Ukrainian Arbitration Association
- Company type: Not-for-profit
- Industry: arbitration
- Founded: 2012
- Headquarters: 4-B Grushevskogo Str., Ofc. 27, Kyiv 01001, Ukraine, Kyiv, Ukraine
- Website: www.arbitration.kiev.ua

= Ukrainian Arbitration Association =

The Ukrainian Arbitration Association (UAA) (Українська Арбітражна Асоціація) – is a nonprofit organisation, founded in September 2012 by the initiative group of Ukrainian and foreign experts in international arbitration to unite lawyers (irrespective of their nationality or place of residence) who are professionally engaged or interested in international arbitration.

The Association is not an arbitration institution. Moreover, it intends to cooperate with arbitration institutions and similar professional associations on the development and promotion of international arbitration. Membership in the Ukrainian Arbitration Association is open to all persons with a law degree, having professional interest in international arbitration and sharing the goals and objectives of the Association. Students can join the Association as associate members.

== Key Goals ==
The key goals of the Association include, first of all, the promotion of Ukraine, and Kyiv in particular, as the seat of arbitration, facilitation and support of interest in international arbitration, extension of knowledge and exchange of experience in cross-border dispute resolution, as well as enhancement of cooperation and communication among practitioners in international arbitration around the world.

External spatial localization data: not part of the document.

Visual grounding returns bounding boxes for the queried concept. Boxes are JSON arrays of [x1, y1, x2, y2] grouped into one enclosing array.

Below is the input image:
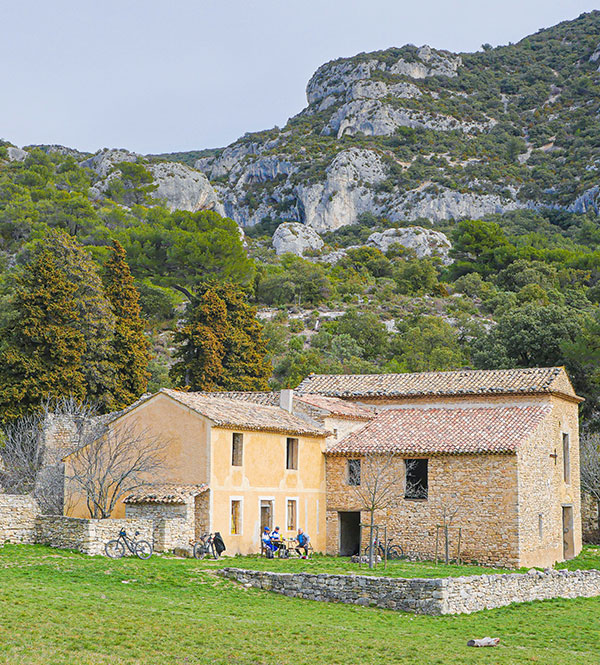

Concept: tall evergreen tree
[[0, 245, 86, 422], [170, 283, 271, 391], [103, 240, 151, 409], [36, 230, 117, 411]]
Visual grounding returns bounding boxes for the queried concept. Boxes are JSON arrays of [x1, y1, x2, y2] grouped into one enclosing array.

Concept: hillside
[[183, 11, 600, 233], [2, 12, 600, 422]]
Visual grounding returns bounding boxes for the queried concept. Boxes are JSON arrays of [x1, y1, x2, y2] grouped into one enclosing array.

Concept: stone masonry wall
[[126, 502, 194, 552], [0, 495, 40, 544], [220, 567, 600, 615], [326, 453, 520, 567], [582, 492, 599, 543], [35, 516, 153, 555]]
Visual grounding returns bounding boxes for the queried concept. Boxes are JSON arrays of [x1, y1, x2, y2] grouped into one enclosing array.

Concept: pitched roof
[[123, 484, 208, 505], [326, 405, 551, 456], [196, 391, 281, 406], [160, 389, 326, 437], [297, 367, 582, 402], [295, 394, 375, 420]]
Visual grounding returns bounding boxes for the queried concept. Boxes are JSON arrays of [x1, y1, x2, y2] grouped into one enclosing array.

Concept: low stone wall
[[35, 516, 153, 556], [220, 567, 600, 615], [0, 495, 40, 544]]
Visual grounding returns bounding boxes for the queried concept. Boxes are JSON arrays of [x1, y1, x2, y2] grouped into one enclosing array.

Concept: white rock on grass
[[367, 226, 453, 265], [272, 222, 324, 256]]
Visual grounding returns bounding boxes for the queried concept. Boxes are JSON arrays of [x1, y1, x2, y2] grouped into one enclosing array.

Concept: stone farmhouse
[[62, 366, 582, 568]]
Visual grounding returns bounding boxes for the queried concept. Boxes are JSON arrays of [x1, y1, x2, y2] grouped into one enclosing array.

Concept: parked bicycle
[[193, 533, 218, 559], [363, 537, 404, 560], [105, 529, 153, 560]]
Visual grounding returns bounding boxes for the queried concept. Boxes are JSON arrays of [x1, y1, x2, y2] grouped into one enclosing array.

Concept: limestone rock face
[[82, 148, 223, 214], [6, 147, 27, 162], [272, 222, 324, 256], [294, 148, 386, 232], [367, 227, 453, 264], [81, 148, 139, 177], [148, 162, 224, 214]]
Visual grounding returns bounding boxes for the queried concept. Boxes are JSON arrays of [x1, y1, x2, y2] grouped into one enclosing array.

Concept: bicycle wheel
[[387, 545, 404, 560], [105, 539, 125, 559], [193, 542, 208, 559], [135, 540, 153, 560], [209, 543, 219, 559]]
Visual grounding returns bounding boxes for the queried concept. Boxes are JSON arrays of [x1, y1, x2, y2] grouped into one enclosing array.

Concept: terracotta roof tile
[[196, 391, 280, 406], [295, 394, 375, 420], [124, 484, 208, 504], [297, 367, 581, 401], [161, 389, 326, 437], [326, 405, 551, 456]]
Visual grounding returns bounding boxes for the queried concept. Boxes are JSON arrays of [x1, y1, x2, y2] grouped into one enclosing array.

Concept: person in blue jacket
[[295, 528, 310, 558]]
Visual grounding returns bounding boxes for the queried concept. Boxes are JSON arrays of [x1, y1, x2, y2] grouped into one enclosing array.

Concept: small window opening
[[231, 500, 241, 535], [538, 514, 543, 540], [563, 433, 570, 484], [287, 499, 297, 531], [286, 437, 298, 470], [405, 459, 428, 500], [232, 432, 243, 466], [348, 458, 361, 486]]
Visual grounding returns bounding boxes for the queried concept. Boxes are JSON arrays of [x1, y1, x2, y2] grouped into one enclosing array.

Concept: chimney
[[280, 389, 294, 413]]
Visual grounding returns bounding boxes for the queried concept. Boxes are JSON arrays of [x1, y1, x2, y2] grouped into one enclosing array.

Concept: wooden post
[[444, 525, 449, 565], [457, 527, 462, 565], [434, 525, 440, 565], [383, 525, 387, 571]]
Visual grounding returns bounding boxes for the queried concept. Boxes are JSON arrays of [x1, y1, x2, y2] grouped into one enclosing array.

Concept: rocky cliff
[[180, 12, 600, 234]]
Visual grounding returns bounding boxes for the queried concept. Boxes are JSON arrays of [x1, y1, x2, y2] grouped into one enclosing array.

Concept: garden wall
[[219, 567, 600, 615], [35, 516, 153, 556], [0, 494, 40, 544]]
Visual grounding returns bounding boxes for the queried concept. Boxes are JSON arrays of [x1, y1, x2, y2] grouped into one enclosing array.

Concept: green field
[[1, 545, 599, 665]]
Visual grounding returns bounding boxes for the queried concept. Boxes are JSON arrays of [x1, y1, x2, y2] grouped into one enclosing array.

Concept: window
[[348, 459, 361, 486], [563, 433, 570, 484], [287, 499, 297, 531], [286, 437, 298, 470], [405, 459, 428, 499], [232, 433, 243, 466], [538, 514, 543, 540], [231, 500, 241, 535], [260, 500, 273, 531]]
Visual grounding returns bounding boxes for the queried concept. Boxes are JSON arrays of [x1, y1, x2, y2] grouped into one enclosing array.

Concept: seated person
[[270, 526, 284, 550], [295, 528, 310, 558], [262, 527, 277, 553]]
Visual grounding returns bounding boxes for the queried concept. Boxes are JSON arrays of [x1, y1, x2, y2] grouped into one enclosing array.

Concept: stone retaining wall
[[0, 495, 40, 544], [35, 516, 153, 556], [219, 567, 600, 615]]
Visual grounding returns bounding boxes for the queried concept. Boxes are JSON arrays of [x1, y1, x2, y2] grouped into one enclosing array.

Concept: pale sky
[[1, 1, 597, 155]]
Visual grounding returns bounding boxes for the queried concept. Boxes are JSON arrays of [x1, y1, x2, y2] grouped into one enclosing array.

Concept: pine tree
[[170, 283, 271, 391], [0, 246, 86, 422], [102, 240, 151, 409]]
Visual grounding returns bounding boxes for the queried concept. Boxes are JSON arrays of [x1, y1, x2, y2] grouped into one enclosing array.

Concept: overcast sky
[[2, 1, 597, 155]]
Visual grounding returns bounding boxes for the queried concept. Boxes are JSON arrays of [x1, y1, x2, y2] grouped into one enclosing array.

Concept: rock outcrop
[[367, 226, 452, 264], [272, 222, 324, 256], [82, 148, 223, 214]]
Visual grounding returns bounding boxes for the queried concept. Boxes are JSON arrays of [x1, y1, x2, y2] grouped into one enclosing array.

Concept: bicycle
[[105, 529, 153, 560], [193, 533, 218, 559], [363, 537, 404, 560]]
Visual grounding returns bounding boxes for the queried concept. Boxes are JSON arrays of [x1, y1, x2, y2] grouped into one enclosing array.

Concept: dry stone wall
[[220, 567, 600, 615], [0, 495, 40, 544], [35, 516, 153, 556]]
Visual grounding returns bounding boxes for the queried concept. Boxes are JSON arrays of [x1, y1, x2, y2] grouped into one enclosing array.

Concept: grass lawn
[[1, 545, 600, 665]]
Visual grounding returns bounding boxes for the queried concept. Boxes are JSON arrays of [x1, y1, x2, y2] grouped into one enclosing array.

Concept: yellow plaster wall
[[64, 393, 210, 519], [209, 427, 327, 554]]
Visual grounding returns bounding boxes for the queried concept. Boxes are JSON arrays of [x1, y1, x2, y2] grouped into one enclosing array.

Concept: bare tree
[[351, 452, 401, 568], [65, 419, 168, 518], [580, 431, 600, 532], [0, 397, 101, 513]]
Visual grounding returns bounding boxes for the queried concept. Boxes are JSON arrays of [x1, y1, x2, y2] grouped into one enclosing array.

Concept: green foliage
[[103, 241, 151, 409], [170, 283, 271, 391], [0, 236, 87, 421]]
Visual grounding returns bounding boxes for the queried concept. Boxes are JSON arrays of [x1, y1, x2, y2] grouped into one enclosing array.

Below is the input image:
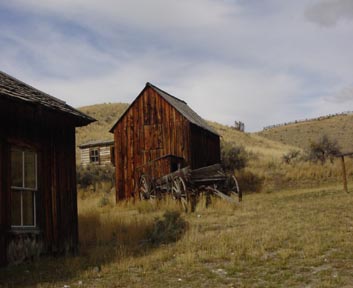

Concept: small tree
[[307, 135, 340, 164]]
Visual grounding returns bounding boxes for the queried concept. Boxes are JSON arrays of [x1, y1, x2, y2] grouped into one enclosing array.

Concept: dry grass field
[[1, 183, 353, 287]]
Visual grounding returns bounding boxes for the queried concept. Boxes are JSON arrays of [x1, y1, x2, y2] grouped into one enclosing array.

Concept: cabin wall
[[80, 145, 113, 166], [80, 148, 90, 166], [0, 100, 79, 265], [190, 124, 221, 169], [114, 87, 191, 200]]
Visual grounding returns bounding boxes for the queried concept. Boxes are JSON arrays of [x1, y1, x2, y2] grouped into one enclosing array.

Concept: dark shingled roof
[[79, 139, 114, 149], [0, 71, 95, 126], [110, 82, 218, 135]]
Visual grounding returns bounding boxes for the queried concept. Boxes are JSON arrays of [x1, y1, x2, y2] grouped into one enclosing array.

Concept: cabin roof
[[0, 71, 95, 126], [110, 82, 218, 135], [79, 139, 114, 149]]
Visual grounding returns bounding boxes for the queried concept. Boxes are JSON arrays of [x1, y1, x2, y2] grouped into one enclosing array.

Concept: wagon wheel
[[139, 175, 152, 200], [223, 175, 242, 202], [172, 176, 189, 212], [172, 176, 186, 199]]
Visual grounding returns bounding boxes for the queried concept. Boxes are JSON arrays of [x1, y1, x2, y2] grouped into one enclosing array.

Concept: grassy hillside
[[257, 114, 353, 152], [76, 103, 129, 147]]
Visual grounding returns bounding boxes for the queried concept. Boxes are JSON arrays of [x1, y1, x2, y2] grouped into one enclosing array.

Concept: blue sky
[[0, 0, 353, 131]]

Achieving these goals requires, inter alia, the improvement of Ukrainian legislation in the field of international arbitration and development of arbitration-friendly court practice. The Association is also planning to carry out a range of educational activities as well as to provide Ukrainian and foreign lawyers with the most rapid and convenient access to information on international arbitration in Ukraine.